色彩福祉検定1級と2級の受験資格は、以下のとおりです。
◆色彩福祉検定2級の受験資格
3級に合格し色彩福祉アドバイザーの資格登録が済んでいる人。または、2級と3級を併願している人。
◆色彩福祉検定1級の受験資格
2級に合格し色彩福祉アドバイザーの資格登録が済んでいる人。

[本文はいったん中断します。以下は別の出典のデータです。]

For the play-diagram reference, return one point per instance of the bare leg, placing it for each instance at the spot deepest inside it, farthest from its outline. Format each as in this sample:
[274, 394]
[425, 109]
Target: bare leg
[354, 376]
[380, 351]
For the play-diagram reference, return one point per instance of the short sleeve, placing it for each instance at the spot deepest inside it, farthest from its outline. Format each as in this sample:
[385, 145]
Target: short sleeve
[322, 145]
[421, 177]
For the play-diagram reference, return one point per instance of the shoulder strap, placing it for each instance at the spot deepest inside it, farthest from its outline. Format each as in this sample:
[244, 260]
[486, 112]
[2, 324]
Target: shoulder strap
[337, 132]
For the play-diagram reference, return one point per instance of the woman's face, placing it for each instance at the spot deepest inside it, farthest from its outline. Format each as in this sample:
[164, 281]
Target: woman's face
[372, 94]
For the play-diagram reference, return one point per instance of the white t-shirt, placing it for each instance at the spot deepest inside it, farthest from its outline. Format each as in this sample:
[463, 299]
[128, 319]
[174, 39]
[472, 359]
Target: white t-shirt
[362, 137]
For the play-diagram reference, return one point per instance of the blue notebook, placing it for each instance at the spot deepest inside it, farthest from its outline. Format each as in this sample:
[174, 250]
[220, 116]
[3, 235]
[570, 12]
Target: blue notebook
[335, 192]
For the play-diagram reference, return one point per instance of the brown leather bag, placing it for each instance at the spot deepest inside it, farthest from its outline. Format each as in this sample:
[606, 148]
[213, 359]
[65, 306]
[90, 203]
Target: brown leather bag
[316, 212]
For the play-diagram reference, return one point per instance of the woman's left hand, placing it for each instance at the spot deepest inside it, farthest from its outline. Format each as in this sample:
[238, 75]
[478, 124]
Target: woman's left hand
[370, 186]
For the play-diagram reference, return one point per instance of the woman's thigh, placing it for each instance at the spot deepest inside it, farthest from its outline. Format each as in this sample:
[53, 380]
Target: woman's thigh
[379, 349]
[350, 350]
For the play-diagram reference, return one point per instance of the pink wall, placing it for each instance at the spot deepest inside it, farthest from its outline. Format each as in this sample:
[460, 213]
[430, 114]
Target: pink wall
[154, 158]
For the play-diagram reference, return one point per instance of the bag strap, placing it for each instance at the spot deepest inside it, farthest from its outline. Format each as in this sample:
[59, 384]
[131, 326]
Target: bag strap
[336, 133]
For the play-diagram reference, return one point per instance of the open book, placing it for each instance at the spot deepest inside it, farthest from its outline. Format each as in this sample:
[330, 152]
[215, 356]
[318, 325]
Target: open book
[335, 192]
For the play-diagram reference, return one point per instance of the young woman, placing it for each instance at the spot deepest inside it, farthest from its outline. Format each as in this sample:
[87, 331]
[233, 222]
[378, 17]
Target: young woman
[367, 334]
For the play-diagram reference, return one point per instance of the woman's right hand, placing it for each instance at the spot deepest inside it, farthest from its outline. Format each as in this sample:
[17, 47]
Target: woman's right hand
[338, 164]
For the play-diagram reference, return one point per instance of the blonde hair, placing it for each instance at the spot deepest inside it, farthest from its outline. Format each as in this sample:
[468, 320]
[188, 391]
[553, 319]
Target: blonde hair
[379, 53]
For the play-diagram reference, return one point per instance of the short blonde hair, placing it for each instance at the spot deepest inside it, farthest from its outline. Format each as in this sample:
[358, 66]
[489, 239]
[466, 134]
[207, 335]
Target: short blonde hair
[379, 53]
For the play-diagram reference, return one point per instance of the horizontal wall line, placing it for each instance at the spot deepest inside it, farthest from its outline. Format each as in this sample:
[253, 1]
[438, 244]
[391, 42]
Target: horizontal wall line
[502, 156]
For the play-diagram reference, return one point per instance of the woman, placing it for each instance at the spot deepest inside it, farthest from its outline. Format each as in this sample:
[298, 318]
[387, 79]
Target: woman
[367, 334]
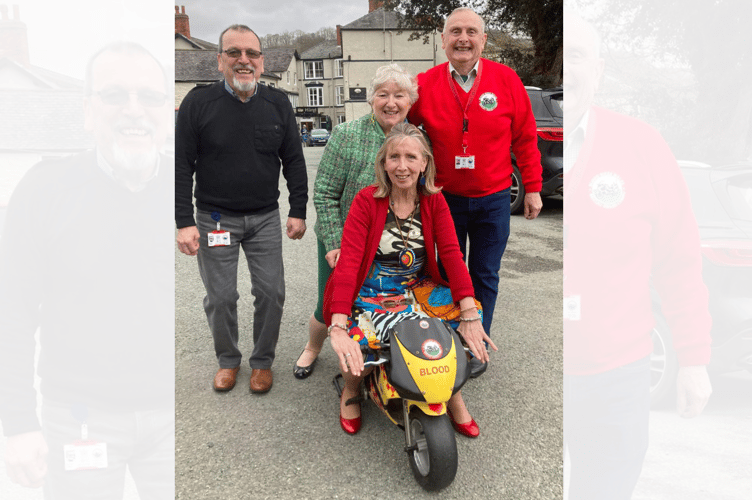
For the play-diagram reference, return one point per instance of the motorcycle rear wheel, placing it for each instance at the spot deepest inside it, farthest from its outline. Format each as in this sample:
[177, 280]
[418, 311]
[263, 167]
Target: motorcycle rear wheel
[434, 459]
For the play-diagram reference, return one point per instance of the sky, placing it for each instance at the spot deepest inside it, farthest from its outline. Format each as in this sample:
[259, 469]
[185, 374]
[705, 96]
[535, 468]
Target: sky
[208, 17]
[62, 35]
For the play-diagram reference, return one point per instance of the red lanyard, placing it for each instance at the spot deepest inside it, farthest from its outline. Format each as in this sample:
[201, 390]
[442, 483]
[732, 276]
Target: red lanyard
[465, 118]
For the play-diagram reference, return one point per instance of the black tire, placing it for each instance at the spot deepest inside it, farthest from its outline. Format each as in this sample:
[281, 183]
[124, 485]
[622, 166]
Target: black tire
[663, 366]
[516, 192]
[434, 462]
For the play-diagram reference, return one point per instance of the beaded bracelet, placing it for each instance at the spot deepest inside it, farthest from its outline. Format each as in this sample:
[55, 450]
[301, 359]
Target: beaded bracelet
[337, 325]
[467, 320]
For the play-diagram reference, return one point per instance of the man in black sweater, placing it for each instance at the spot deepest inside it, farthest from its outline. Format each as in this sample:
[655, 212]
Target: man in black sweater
[234, 135]
[86, 258]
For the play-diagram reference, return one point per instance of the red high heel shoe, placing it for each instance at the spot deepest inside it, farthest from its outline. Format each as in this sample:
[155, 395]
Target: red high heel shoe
[350, 425]
[469, 429]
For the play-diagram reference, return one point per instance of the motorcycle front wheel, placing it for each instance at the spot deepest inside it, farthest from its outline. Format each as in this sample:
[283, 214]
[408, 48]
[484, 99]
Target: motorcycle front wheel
[433, 450]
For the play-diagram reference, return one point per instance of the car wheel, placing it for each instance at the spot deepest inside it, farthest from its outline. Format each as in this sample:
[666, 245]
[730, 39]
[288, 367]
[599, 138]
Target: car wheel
[663, 366]
[516, 192]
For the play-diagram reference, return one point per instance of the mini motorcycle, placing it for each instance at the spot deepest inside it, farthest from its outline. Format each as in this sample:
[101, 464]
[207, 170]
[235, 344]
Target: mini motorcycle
[415, 374]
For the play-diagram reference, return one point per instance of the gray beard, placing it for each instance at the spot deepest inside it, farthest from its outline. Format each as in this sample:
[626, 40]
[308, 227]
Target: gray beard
[134, 167]
[243, 87]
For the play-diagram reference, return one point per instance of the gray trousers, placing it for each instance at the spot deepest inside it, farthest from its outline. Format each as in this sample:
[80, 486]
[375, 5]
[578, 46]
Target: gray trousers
[260, 237]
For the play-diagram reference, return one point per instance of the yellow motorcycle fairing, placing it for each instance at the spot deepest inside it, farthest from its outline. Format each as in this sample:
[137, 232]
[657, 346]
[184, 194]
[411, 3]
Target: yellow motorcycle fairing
[433, 377]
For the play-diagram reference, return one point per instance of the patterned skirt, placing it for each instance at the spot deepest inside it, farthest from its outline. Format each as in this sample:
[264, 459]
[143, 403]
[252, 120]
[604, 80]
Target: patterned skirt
[384, 301]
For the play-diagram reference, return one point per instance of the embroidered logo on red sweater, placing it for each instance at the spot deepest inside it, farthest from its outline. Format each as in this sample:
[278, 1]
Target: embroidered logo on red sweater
[488, 101]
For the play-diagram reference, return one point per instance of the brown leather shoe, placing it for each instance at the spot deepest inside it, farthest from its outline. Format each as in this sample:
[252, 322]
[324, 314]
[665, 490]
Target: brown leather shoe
[261, 380]
[224, 380]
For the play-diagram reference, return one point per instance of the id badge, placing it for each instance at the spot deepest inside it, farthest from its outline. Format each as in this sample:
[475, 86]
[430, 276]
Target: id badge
[572, 308]
[85, 455]
[464, 161]
[219, 238]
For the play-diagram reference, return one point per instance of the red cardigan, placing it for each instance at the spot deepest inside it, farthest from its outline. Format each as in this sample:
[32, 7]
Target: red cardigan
[506, 121]
[360, 240]
[628, 222]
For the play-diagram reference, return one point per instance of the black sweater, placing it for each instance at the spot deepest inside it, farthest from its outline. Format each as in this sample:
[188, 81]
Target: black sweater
[235, 148]
[90, 264]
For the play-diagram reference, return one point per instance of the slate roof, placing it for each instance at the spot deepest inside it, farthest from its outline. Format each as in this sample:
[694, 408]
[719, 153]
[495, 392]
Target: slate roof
[375, 20]
[196, 66]
[43, 120]
[44, 114]
[327, 49]
[198, 43]
[42, 78]
[278, 60]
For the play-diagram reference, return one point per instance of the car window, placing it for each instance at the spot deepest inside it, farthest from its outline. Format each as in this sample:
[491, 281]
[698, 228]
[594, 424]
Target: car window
[539, 109]
[555, 104]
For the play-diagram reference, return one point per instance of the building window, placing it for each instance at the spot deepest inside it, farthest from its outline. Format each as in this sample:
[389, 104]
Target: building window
[339, 92]
[315, 96]
[314, 69]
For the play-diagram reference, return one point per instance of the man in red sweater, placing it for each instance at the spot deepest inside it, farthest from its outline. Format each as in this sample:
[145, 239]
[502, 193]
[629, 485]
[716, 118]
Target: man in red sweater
[628, 224]
[474, 110]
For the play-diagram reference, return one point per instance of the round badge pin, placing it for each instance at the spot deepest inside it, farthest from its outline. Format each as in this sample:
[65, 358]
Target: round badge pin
[607, 190]
[431, 349]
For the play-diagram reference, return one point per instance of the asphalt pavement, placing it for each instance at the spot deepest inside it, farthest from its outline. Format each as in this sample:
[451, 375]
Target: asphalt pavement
[288, 443]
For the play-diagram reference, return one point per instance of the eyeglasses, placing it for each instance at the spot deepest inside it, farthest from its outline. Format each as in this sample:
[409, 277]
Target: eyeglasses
[236, 53]
[121, 97]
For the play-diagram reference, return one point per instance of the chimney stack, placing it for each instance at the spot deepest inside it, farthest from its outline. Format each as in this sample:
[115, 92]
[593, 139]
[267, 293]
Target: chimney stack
[374, 4]
[182, 25]
[14, 43]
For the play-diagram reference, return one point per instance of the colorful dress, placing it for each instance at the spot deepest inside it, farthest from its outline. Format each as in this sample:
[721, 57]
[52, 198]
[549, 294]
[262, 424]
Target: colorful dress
[396, 289]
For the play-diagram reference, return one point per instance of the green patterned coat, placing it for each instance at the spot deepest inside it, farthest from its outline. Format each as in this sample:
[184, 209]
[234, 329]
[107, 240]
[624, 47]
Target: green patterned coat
[346, 167]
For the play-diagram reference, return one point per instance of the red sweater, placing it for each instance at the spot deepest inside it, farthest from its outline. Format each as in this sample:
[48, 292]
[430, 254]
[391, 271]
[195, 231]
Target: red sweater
[360, 240]
[491, 131]
[628, 222]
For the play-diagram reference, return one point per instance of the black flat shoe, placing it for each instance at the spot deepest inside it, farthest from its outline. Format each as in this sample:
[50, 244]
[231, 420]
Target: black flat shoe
[302, 372]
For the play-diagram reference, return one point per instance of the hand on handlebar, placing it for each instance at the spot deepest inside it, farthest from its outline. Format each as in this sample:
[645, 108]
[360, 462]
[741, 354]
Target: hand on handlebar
[474, 335]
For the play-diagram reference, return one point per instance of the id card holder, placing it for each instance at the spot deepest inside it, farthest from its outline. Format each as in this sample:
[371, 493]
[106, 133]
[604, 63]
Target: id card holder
[219, 238]
[84, 453]
[464, 161]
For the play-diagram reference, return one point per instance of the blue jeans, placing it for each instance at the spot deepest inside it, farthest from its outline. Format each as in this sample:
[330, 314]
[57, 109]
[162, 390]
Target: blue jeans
[260, 238]
[485, 221]
[606, 430]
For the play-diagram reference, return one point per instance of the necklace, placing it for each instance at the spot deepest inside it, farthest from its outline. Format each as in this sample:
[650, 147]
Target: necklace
[406, 255]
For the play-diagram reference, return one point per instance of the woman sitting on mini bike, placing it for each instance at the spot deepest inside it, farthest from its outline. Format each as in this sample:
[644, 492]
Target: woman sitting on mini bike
[388, 272]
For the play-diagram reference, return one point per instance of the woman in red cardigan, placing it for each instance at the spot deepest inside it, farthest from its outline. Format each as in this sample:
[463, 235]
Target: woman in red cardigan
[388, 272]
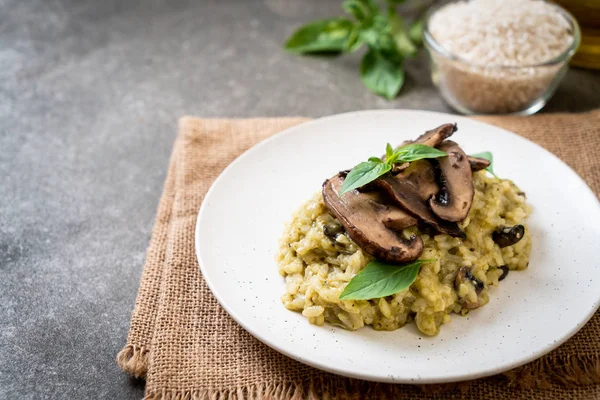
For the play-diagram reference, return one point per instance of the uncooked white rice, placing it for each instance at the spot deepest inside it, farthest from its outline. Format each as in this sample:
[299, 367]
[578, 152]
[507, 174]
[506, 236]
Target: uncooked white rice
[487, 34]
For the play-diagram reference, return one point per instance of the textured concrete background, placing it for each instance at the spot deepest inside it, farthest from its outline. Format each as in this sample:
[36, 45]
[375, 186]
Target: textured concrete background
[90, 93]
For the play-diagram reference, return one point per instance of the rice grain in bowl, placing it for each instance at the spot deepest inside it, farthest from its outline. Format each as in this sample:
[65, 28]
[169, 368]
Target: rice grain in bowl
[317, 268]
[494, 57]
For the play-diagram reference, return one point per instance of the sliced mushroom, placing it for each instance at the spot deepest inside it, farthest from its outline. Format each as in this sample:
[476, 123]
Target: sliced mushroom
[464, 275]
[508, 235]
[390, 215]
[402, 191]
[478, 163]
[454, 200]
[435, 136]
[364, 225]
[421, 175]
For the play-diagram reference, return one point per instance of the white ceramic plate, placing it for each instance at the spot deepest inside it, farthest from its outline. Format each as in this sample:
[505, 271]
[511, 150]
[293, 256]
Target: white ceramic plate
[529, 314]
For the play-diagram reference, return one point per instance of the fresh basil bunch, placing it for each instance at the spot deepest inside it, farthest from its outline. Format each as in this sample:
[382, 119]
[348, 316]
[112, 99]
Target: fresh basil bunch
[389, 39]
[368, 171]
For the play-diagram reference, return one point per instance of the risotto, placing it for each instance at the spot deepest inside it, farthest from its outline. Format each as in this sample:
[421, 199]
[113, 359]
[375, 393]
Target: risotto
[317, 266]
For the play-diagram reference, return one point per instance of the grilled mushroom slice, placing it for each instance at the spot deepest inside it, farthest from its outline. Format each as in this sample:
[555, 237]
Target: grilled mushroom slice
[390, 215]
[508, 235]
[454, 200]
[364, 223]
[402, 191]
[478, 163]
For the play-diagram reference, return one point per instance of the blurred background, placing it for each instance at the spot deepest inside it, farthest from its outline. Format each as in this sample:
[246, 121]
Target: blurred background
[90, 94]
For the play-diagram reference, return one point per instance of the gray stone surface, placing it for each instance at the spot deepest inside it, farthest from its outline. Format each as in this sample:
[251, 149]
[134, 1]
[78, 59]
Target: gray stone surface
[90, 93]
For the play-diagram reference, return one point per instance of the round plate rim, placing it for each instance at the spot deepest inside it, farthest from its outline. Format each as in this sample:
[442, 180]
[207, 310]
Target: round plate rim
[365, 376]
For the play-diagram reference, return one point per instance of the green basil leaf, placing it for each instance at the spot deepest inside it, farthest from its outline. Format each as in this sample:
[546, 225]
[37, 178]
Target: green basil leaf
[357, 8]
[488, 156]
[354, 41]
[379, 279]
[364, 173]
[414, 152]
[415, 32]
[328, 35]
[404, 44]
[381, 75]
[389, 152]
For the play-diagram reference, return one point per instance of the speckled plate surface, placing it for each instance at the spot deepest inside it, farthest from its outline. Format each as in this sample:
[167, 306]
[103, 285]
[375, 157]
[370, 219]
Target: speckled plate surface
[529, 314]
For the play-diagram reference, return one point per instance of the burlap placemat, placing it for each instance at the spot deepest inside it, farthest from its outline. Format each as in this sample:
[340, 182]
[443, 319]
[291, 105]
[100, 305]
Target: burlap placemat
[187, 347]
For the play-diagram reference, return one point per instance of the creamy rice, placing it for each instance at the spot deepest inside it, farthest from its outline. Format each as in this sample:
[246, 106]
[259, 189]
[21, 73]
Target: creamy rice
[316, 269]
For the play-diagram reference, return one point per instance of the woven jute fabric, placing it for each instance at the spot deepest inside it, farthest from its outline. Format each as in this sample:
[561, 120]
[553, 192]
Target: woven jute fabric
[187, 347]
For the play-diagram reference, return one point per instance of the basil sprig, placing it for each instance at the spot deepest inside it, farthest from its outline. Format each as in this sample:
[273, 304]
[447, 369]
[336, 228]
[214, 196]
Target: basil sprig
[389, 38]
[368, 171]
[488, 156]
[379, 279]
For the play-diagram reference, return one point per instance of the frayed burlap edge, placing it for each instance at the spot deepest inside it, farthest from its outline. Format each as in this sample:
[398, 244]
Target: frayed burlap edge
[133, 360]
[545, 373]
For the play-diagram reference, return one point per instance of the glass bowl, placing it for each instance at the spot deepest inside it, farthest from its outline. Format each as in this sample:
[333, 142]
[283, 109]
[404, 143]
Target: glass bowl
[496, 89]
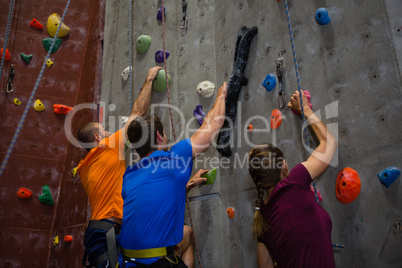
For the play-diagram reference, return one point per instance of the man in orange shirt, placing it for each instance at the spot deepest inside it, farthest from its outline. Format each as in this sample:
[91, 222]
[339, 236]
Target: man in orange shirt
[101, 173]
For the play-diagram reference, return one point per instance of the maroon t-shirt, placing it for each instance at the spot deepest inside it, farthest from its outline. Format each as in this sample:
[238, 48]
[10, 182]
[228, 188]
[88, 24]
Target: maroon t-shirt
[299, 232]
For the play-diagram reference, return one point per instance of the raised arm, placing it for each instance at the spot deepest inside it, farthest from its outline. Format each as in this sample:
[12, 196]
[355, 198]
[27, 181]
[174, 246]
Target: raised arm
[322, 155]
[213, 122]
[143, 100]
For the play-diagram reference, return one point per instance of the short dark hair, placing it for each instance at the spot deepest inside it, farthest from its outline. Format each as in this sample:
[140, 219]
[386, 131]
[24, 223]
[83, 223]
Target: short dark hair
[86, 135]
[142, 133]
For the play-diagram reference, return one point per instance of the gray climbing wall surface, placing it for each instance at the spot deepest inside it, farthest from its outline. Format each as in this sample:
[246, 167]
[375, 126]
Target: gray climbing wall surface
[352, 68]
[43, 154]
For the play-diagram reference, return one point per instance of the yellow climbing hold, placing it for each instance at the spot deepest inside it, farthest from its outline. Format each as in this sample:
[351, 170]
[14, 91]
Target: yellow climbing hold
[74, 172]
[53, 23]
[17, 101]
[49, 63]
[38, 106]
[56, 240]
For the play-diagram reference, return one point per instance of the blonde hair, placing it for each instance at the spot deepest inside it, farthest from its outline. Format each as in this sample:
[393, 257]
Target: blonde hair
[264, 166]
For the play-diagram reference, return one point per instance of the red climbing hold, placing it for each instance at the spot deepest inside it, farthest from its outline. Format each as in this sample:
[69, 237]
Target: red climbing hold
[68, 238]
[61, 109]
[7, 57]
[24, 193]
[36, 24]
[348, 185]
[276, 119]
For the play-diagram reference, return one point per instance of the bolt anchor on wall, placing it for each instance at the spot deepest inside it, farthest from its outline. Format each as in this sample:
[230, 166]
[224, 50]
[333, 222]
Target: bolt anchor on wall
[9, 88]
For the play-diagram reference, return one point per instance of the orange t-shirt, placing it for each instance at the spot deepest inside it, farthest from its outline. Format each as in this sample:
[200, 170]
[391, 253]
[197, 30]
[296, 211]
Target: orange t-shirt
[101, 173]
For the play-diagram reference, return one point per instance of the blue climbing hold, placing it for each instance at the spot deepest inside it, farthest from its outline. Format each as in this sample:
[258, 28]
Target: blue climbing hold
[159, 56]
[388, 176]
[322, 16]
[269, 82]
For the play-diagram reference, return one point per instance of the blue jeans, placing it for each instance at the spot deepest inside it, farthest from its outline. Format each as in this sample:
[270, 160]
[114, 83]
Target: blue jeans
[95, 244]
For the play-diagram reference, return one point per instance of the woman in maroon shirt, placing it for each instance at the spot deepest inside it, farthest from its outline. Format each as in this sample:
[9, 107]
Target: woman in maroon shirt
[291, 228]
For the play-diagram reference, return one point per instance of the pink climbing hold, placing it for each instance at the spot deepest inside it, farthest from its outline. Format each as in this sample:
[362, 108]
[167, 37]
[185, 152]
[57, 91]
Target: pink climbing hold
[308, 96]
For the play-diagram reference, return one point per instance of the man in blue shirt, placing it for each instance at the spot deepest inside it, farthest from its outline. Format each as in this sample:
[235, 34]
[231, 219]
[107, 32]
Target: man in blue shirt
[154, 190]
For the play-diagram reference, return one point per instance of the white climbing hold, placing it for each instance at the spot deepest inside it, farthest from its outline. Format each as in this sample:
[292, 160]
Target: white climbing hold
[125, 73]
[206, 89]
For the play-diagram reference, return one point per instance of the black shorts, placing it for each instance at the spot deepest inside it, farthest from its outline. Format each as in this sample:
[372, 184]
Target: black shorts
[171, 261]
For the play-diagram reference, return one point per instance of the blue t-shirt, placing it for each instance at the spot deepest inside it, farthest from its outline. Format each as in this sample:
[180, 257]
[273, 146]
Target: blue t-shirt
[154, 194]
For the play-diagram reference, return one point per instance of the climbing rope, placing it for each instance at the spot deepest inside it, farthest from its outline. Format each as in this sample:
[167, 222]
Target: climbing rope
[21, 123]
[171, 121]
[130, 51]
[299, 88]
[10, 16]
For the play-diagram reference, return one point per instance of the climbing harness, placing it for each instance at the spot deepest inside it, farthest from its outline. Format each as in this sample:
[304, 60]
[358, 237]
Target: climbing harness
[10, 16]
[24, 115]
[280, 65]
[299, 88]
[183, 24]
[184, 8]
[9, 88]
[112, 250]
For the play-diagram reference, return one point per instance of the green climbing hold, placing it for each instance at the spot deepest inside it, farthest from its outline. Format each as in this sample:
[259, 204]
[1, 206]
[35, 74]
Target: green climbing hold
[46, 197]
[210, 175]
[47, 42]
[159, 84]
[143, 43]
[26, 58]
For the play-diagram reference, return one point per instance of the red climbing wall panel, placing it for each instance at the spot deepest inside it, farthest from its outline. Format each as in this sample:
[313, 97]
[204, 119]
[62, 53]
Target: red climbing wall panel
[43, 155]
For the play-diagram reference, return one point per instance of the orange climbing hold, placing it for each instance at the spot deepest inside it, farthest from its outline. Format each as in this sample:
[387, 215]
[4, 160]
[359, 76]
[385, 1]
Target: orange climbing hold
[36, 24]
[348, 185]
[276, 119]
[230, 212]
[24, 193]
[7, 57]
[61, 109]
[68, 238]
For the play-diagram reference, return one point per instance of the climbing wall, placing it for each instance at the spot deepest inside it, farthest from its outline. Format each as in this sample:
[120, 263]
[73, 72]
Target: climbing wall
[352, 68]
[42, 154]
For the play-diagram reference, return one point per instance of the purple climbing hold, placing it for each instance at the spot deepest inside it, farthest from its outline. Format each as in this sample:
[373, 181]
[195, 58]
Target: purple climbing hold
[199, 114]
[159, 56]
[159, 14]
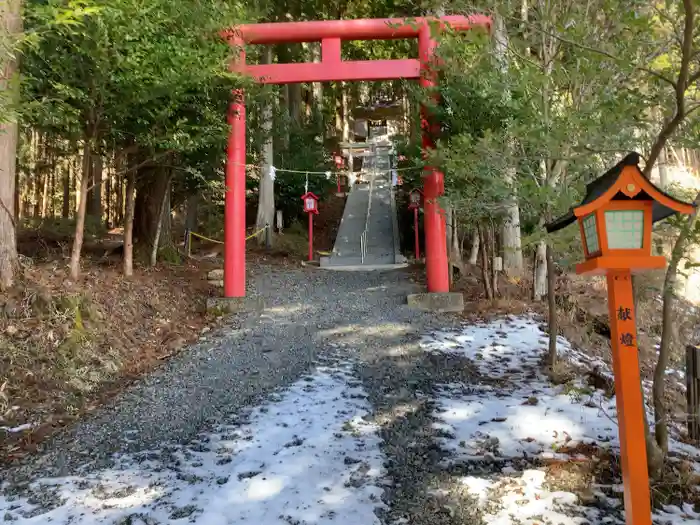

または、1級と2級を併願している人。
基本的に、色彩福祉検定は3級から順に受験していくかたちとなります。
3級と2級の併願、2級と1級の併願は認められていますが、3級・2級・1級すべての同時受験はできません。
色彩福祉検定に挑戦する場合は、一発合格を目指すためにも試験概要をしっかりと確認しておく必要があります。
■試験日程
色彩福祉検定の試験は、年2回行われています。
例年7月と11月に試験が実施され、申込受付は試験の2か月前頃から始まります。
■受験料
色彩福祉検定の受験料は、試験級によって異なります。
3級は7,700円、2級は11,000円、1級は14,300円です。
試験合格後、色彩福祉アドバイザーの資格登録を行う場合は、資格登録料として級にかかわらず別途11,000円かかります。
また、1級に合格後、色彩福祉士を目指す場合は、養成講座の受講料として30,800円が必要です。
■申込方法
色彩福祉検定の申し込みから受験までの流れは、以下のとおりです。
1. 日本色彩環境福祉協会ホームページのお問合せ・資料請求フォームより「検定ガイド」を請求
2. 払込取扱票に必要事項をすべて記入し、ゆうちょ銀行にて検定料を振り込む
3. 受験案内が自宅に届く
4. 試験日2日前頃までに試験問題と解答用紙が届く
5. 受験
受験料を振り込んだ後は、申込内容の変更や取り消しはできません。
そのため、受験希望地や受験級などに間違いがないよう注意して申し込みを行いましょう。
■受験会場
色彩福祉検定は、基本的に在宅での受験です。
試験会場での受験は、現在、色彩福祉の授業を取り入れている学校の生徒のみとなっています。
そのため、個人で色彩福祉検定に挑戦する場合は、在宅での受験となります。
2023年の色彩福祉検定試験は第29回・第30回が実施され、日程は7月9日(日)と11月12日(日)です。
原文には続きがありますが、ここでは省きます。